Военнопленные (Записки капитана) — страница 18 из 47

— Я не агитирую, — спокойно прогудел бородач. — Занимаетесь агитацией вы! Чем вы докажете, что это дело рук большевиков? До-ка-жи-те!

— Но кто же другой их мог расстрелять?!

— Кто? На снимках — трупы. Чьи они? Нас не убедите филькиными грамотами. У каждого из нас, кроме живота, есть еще и долг перед Родиной, порядочность, совесть. Пойти с вами — значит продать все, стать сволочью, изменником.

— Это зависит от убеждений!

— У изменника нет убеждений! Еще Горький сказал, что даже тифозная вошь оскорбилась бы, если б ее сравнили с предателем. Вы же хуже тифозной вши.

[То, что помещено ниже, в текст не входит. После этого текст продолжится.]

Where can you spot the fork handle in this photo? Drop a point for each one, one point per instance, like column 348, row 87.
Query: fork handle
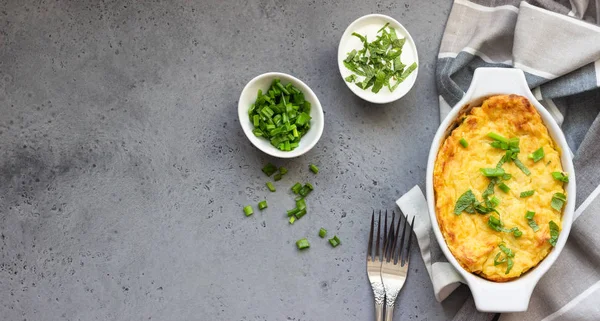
column 379, row 312
column 389, row 313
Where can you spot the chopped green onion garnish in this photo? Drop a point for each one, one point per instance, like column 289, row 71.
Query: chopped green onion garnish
column 262, row 205
column 334, row 241
column 529, row 216
column 269, row 169
column 492, row 172
column 296, row 188
column 302, row 244
column 281, row 115
column 527, row 193
column 498, row 137
column 378, row 61
column 554, row 231
column 558, row 201
column 522, row 167
column 504, row 187
column 322, row 232
column 466, row 203
column 559, row 176
column 537, row 155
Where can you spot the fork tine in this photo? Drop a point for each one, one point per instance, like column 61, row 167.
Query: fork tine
column 377, row 257
column 395, row 254
column 409, row 238
column 370, row 248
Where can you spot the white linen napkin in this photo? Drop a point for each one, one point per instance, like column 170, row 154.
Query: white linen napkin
column 443, row 275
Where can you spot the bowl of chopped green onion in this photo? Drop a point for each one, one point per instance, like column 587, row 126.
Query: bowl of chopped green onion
column 280, row 115
column 378, row 59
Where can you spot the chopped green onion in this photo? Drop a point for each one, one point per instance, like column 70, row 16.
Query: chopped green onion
column 466, row 203
column 537, row 155
column 334, row 241
column 322, row 232
column 262, row 205
column 504, row 187
column 558, row 201
column 492, row 172
column 269, row 169
column 529, row 216
column 559, row 176
column 527, row 193
column 302, row 244
column 554, row 231
column 498, row 137
column 296, row 188
column 521, row 166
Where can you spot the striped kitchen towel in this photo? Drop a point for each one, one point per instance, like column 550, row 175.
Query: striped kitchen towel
column 557, row 45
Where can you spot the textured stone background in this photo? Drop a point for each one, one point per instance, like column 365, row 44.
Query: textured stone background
column 123, row 168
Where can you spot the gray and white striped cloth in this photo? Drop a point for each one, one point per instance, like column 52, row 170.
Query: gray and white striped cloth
column 557, row 45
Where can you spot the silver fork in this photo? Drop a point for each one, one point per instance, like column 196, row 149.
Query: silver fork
column 374, row 266
column 394, row 267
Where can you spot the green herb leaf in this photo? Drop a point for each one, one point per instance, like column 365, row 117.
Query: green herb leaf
column 465, row 202
column 554, row 232
column 527, row 193
column 558, row 201
column 559, row 176
column 537, row 155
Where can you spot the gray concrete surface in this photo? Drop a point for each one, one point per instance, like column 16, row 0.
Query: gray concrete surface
column 123, row 168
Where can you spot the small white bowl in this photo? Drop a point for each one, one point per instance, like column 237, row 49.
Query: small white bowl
column 263, row 82
column 369, row 25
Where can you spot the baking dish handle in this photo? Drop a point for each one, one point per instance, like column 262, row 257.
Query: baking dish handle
column 502, row 297
column 493, row 81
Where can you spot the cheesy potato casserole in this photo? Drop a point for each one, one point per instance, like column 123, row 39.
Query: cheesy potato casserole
column 498, row 185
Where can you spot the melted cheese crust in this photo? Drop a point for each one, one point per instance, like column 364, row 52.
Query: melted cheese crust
column 472, row 242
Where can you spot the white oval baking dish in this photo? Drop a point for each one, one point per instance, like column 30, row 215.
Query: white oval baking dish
column 512, row 296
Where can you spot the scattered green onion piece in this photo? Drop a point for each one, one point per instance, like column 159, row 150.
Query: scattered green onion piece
column 527, row 193
column 322, row 232
column 537, row 155
column 492, row 172
column 334, row 241
column 529, row 216
column 559, row 176
column 262, row 205
column 558, row 201
column 504, row 187
column 302, row 244
column 269, row 169
column 296, row 188
column 554, row 232
column 521, row 166
column 497, row 137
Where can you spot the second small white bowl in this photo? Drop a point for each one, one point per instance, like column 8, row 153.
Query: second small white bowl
column 369, row 25
column 263, row 82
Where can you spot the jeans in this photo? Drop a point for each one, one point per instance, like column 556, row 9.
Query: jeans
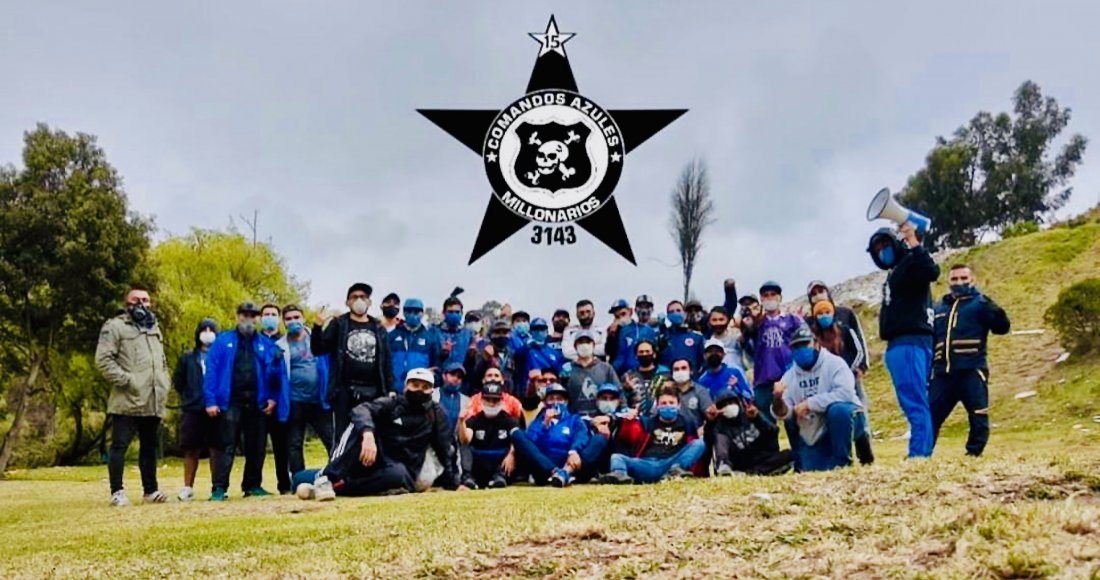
column 909, row 364
column 245, row 422
column 970, row 389
column 844, row 423
column 304, row 415
column 123, row 428
column 645, row 470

Мороз побагровел. Хорьковые острые глаза уперлись в лицо человека в шинели с такой злобой, что в них вспыхивали зеленоватые искорки, и гасить он их уже не мог и не пытался.

В бараке поднялся шум.

— Правильно!

— Катись ты…

— Убирайся, Мороз!

— Иуда!

Мороз трясущимися руками подхватил со стола газеты и боком стал пробираться к выходу.

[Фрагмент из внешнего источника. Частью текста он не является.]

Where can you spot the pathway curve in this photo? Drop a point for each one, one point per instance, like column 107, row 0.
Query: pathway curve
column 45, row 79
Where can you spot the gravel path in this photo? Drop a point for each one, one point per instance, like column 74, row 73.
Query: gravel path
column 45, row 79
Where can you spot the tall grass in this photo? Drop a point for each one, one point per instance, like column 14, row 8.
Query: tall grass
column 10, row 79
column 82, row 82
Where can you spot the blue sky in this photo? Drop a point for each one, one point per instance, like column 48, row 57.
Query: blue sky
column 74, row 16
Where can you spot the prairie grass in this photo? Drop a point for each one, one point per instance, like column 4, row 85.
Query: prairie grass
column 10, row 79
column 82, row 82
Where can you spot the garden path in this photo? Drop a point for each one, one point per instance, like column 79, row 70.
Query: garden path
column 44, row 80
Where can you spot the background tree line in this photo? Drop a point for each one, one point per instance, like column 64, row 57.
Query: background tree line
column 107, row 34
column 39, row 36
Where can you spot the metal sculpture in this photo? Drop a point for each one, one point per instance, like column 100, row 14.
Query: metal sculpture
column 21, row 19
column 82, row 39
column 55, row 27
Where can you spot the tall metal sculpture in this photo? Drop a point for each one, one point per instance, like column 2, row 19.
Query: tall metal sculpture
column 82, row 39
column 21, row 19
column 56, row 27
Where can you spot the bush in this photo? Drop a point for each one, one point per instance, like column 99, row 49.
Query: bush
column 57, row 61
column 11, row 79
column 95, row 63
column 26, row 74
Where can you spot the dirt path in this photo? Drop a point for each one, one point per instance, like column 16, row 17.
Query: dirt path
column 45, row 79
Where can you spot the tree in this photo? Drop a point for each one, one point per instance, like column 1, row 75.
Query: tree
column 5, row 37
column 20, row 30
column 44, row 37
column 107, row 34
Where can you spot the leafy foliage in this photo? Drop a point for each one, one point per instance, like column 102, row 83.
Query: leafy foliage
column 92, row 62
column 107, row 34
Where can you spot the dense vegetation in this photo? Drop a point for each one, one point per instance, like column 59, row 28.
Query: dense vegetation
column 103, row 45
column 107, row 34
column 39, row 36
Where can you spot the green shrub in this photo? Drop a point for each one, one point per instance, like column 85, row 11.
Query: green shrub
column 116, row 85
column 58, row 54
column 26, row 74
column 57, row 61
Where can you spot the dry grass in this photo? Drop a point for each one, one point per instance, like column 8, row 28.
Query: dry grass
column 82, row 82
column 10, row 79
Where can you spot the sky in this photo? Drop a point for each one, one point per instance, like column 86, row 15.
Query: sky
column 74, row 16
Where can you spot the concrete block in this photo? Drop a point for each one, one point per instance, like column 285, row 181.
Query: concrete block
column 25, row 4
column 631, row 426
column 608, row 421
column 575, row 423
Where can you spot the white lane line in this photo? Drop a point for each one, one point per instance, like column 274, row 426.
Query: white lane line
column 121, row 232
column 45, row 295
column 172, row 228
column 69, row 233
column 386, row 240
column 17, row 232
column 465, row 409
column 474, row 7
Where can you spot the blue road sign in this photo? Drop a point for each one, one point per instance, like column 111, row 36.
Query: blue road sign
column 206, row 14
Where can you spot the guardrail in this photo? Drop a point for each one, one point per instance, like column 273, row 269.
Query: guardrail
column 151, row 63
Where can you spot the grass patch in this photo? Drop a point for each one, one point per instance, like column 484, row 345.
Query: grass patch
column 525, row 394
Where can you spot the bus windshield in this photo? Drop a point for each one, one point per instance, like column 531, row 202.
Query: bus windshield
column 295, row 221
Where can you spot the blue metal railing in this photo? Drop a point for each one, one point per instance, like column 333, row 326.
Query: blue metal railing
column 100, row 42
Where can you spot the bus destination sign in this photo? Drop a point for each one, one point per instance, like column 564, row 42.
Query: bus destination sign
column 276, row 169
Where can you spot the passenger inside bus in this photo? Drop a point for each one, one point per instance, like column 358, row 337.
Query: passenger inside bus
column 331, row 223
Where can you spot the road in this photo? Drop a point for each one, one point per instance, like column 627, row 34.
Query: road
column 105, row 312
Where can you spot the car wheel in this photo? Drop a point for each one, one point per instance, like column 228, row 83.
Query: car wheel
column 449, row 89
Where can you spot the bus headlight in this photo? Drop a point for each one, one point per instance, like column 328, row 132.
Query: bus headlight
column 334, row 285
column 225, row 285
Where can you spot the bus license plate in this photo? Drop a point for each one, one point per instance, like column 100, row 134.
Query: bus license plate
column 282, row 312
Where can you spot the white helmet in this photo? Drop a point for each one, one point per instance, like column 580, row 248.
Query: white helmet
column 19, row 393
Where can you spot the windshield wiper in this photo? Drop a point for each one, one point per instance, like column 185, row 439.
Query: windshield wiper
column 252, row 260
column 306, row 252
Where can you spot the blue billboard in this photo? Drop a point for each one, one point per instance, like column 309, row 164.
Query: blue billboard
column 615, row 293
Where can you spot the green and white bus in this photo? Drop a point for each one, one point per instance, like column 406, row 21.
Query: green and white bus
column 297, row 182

— Запомните, большевистская рвань, что, даже если красные звездочки появятся под стенами Моосбурга, вы их не увидите! А с тебя, — он погрозил кулаком своему противнику, — я сам сдеру твою красную шкуру от затылка до пяток!

Последние слова потонули в общем гневном крике. По ушам резанул разбойный свист. Перед Морозом выросла плотная толпа. Втянув голову, он продирался сквозь нее к двери.

Люди уже не сдерживались. Отбросив всякую осторожность, они выплескивали в лицо Морозу свою ненависть. Я тоже что-то кричал и, работая локтями, старался пробиться ближе, плюнуть, ударить.

Мороз продолжал кричать:

— Каленым железом будем вас жечь! — В углах узкогубого рта вскипела вязкая пена. — Сволочи!

— Иди, гад, иди! — Кто-то ударил его кулаком по затылку.

С головы слетела пилотка. Трехцветная жестяная кокарда хрустнула под деревянной подошвой колодки.

Мороз вылетел в двери, с трудом сохранив равновесие. Раскинув над землей руки, он пробежал несколько шагов, и вслед ему вылетела пилотка, шлепнулась на мелкую дворовую гальку. Подхватив ее, он рывком напялил на лысеющий череп, погрозил нам поднятым в исступлении кулаком и размашисто запетлял к выходу.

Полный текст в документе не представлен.